Mike explained that he works with “creative technologists” in an effort to future-proof the NYT for “three to five years ahead”. He added that the media needs to aspire to more than optimisation, to what he called a “race to clickbait”.
To structure his talk, he identified three key values of data science:
And for each of these values he gave examples of NYT Labs projects he thinks applies to each, whether they were successful or not.
Curriculum: this was a tool that displayed browser text of whatever Dewar and his colleagues were looking at online, on a screen in their office, and the question it was exploring was what’s it like to be watched. Obviously, it made people uncomfortable to see their supposedly private internet habits on the public screen, so Dewar added that they modified the tool to make it trustworthy, by making it open-source, clearly written, with the option to disengage.
Editor: this tool was a basic Word-style programme that sent any written text to the NYT corpus as it’s typed, so that it would deliver the journalist with live analysis and markup. However, the question of whether this was trustworthy had not been addressed.
Iris: this was essentially a feature of the NYT iPad app, which displayed three related articles at the end of any piece.

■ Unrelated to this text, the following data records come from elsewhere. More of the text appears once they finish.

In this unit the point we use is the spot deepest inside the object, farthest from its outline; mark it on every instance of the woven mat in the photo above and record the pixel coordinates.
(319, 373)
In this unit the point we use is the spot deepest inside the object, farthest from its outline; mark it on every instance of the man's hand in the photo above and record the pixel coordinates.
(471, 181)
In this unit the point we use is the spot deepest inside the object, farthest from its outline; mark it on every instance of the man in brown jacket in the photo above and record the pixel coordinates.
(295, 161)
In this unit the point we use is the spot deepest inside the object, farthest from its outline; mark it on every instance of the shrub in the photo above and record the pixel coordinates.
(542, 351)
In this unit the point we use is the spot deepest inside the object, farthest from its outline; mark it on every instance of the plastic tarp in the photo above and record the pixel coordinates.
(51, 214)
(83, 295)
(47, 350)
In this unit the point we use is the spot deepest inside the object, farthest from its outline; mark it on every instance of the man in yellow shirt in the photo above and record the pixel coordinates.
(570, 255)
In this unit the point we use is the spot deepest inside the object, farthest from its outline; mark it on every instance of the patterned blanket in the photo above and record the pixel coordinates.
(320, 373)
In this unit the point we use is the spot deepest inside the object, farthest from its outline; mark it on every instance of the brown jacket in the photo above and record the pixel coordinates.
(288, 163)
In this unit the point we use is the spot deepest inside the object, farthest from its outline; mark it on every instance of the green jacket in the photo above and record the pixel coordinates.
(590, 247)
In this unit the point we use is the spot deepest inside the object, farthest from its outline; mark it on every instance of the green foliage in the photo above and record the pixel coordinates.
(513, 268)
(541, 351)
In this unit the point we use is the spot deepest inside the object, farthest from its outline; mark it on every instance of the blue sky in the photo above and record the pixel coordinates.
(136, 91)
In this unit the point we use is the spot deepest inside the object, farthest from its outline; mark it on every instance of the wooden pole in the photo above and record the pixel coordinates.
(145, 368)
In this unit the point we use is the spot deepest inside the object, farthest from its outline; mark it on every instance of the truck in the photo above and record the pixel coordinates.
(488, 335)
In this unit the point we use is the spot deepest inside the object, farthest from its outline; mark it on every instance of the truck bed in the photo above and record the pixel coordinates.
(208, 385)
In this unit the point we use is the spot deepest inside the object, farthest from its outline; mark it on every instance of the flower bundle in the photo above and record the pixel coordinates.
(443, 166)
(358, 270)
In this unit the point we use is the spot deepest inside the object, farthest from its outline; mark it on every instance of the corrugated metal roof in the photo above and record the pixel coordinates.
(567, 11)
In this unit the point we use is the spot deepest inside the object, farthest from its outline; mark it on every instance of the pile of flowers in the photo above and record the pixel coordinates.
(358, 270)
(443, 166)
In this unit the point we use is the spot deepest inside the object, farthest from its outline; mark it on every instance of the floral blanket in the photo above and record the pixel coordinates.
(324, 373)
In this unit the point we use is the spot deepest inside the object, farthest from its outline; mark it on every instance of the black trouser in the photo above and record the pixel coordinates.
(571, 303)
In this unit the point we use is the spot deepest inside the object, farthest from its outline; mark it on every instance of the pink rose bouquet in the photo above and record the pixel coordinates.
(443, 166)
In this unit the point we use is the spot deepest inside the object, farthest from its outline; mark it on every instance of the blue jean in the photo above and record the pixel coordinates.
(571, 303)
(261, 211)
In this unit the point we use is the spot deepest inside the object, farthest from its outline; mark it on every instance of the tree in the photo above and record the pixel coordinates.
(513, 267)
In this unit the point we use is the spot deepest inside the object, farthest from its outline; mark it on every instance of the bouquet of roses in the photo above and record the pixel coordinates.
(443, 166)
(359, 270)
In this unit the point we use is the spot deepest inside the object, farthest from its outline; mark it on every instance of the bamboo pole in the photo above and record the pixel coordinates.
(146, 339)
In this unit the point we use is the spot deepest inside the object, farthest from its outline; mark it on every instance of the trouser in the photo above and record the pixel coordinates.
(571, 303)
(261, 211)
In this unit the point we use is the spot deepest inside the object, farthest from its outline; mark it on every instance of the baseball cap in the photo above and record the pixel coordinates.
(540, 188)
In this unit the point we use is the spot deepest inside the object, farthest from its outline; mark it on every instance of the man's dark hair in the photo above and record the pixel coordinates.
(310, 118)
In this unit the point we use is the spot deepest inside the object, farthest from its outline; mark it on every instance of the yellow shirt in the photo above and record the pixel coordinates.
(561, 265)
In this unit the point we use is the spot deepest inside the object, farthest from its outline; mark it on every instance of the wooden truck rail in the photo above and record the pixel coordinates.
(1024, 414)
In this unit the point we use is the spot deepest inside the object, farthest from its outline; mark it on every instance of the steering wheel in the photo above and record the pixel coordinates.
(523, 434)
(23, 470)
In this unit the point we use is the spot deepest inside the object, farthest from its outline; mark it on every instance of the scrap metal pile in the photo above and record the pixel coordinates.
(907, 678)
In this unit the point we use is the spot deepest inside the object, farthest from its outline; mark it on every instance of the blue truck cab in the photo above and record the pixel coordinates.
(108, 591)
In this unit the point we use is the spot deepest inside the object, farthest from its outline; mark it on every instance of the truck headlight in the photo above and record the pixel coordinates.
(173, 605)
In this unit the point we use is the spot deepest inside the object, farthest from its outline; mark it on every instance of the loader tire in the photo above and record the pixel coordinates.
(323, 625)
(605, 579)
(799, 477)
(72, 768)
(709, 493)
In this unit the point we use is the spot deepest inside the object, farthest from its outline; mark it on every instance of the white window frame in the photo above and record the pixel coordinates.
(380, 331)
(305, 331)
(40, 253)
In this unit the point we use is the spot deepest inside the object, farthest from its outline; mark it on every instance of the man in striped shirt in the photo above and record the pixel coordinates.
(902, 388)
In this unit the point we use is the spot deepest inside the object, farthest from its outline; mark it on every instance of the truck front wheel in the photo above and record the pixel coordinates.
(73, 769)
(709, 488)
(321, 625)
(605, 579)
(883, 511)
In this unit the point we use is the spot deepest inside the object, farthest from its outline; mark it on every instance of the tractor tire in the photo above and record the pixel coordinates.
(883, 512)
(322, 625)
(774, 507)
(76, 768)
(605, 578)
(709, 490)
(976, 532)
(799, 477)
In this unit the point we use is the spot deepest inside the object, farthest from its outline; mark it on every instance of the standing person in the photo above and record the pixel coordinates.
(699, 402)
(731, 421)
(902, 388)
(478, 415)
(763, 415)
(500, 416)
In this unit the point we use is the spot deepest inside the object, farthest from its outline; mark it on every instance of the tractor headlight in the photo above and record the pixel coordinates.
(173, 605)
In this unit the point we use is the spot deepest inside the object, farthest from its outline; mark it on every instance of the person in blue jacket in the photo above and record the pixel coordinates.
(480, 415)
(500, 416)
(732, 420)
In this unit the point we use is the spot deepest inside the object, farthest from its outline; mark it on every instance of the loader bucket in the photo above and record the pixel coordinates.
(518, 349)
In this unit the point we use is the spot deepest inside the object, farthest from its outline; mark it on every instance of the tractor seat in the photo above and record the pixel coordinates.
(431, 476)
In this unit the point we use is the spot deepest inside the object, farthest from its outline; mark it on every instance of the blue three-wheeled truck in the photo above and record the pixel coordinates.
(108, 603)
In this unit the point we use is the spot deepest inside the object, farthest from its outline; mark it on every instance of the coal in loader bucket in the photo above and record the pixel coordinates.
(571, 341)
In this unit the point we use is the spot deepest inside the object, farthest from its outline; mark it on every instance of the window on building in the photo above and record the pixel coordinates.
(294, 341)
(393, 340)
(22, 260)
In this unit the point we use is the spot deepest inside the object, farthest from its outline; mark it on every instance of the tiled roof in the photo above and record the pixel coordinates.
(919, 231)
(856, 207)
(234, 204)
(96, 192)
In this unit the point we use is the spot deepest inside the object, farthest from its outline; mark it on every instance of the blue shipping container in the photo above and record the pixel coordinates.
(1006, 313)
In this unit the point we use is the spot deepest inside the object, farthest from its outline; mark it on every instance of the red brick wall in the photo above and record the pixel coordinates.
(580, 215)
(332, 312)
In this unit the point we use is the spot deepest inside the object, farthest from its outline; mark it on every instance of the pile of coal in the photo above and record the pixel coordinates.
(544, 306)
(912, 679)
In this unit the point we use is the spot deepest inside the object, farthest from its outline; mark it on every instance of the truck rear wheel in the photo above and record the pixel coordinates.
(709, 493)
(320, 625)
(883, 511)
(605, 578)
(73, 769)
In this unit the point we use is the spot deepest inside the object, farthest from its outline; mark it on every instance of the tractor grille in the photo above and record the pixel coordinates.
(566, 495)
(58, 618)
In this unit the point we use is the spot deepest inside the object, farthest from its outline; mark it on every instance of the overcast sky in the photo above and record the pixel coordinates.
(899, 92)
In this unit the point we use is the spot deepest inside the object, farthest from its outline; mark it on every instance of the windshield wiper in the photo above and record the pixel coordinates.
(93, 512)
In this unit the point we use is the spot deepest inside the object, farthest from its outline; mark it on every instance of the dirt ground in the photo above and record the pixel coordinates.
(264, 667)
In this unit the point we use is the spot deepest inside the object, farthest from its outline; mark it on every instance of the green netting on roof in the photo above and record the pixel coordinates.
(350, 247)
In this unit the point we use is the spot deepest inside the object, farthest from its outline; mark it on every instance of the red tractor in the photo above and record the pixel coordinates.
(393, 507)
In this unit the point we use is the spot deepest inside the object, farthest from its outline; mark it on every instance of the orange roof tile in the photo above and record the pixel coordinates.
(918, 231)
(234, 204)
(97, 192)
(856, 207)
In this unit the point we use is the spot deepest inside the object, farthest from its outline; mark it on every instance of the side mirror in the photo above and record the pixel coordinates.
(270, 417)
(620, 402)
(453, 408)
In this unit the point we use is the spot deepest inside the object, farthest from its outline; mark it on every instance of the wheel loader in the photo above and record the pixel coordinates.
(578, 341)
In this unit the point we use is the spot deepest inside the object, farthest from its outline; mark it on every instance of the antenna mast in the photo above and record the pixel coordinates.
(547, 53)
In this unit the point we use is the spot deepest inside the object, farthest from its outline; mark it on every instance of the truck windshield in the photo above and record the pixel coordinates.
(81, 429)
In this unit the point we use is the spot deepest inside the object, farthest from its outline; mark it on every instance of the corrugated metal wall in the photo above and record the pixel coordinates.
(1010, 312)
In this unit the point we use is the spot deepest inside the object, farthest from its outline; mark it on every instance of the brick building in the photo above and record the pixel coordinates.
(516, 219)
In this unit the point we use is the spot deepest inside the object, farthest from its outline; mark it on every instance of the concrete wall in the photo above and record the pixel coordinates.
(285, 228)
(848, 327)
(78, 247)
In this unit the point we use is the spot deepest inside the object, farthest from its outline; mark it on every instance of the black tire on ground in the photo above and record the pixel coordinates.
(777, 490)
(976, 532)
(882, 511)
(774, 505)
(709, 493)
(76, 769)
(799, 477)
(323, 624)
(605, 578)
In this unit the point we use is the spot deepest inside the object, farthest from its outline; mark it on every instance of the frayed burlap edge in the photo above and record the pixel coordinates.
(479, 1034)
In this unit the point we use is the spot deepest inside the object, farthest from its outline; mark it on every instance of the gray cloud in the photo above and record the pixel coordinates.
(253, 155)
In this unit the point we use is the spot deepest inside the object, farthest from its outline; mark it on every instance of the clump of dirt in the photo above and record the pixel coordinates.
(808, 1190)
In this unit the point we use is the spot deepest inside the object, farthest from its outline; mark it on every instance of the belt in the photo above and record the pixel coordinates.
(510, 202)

But unlike simple keyword-based delivery, Iris surfaced three options: ‘similar in style’, ‘similar topic’ and, most interestingly, ‘readers like you like this’. Obviously, this is a data-based tool that’s clearly legible to even the most casual reader.
Behavioural Segmentation: my notes of this are scant, but it was a simple model that looked at the reading session on the NYT website as a “set of transitional possibilities”. This was looking at live data of the types of users, and the interesting thing was how it was visualised so that the user types could be clearly represented by the shape of the different columns, adding complexity to the NYT’s understanding of its audience.
Delta: this was a tool to allow the NYT to “see all the audience right now”. It’s essentially a global view of NYT live traffic, with each pixel representing one page view. To me, it looked more like an executive-pleasing toy than a project with practical use. But it was quite cool, admittedly.
Streamtools: again, my notes are brief here, but this was an open-source project to allow journalists to work with live data, giving a graphical overview.
After Mike’s speech there was a panel discussion on Data Journalism, moderated by my colleague Frank O’Donnell, managing editor of The Scotsman and Scotland on Sunday.
On the panel were Crina Boros (a data journalist at Greenpeace), Evan Hensleigh (visual data journalist at The Economist), Rachel Schutt (chief data scientist at Newscorp) and Jacqui Maher (interactive journalist at BBC News Labs).
Rather than give an exhaustive report, here are some quotes and topics that caught my attention on the subject.
Making data journalism mainstream
Frank opened the debate with a caveat: given the current state of the industry, how can media companies make data journalism worth investing in? One look at the panel just underlines the fact that this is, for the most part, a field still dominated by the global news brands and publicly funded organisations, rather than regional and local publications.
My personal suspicion here is that it’s not always cost that’s held newspapers back, but rather a reluctance by traditional journalists and editors to really interrogate non-human sources like databases.
Crina did not have much sympathy for this kind of wilful ignorance, saying that the tools are there to “interview the data source”. Jacqui made the point that most news orgs “still have a problem with silos”, that “reporters, designers and programmers should work together, and all be called journalists”.
Ethics and bias in data journalism
While it was pointed out that data journalism still lacks a code of ethics, Rachel said that it’s still “about being an ethical person”.
One question that was discussed was that, if you train traditional journalists in data journalism, is there a risk of bias, of having their desired story to mind before they even look at the numbers?
Crina didn’t think this was a risk: “The story is in the data, start with the facts and figures.”
Evan added that “there’s nothing wrong with a hunch, but you have to be willing to be proved wrong.”
Rachel, meanwhile, underlined the importance of not treating the data itself as sacred and beyond question, that data journalists should ask where the data came from. For example, if it’s comprised of survey answers, how were the questions framed?
There were other points raised and topics covered, but Mike’s keynote, followed by the panel discussion, provided a useful insight into an area of journalism that’s growing in importance. From the NSA files to local government budgets, so often the story is in the data, and if journalists can’t coax it out then it’s a problem not just for the industry but democracy at large.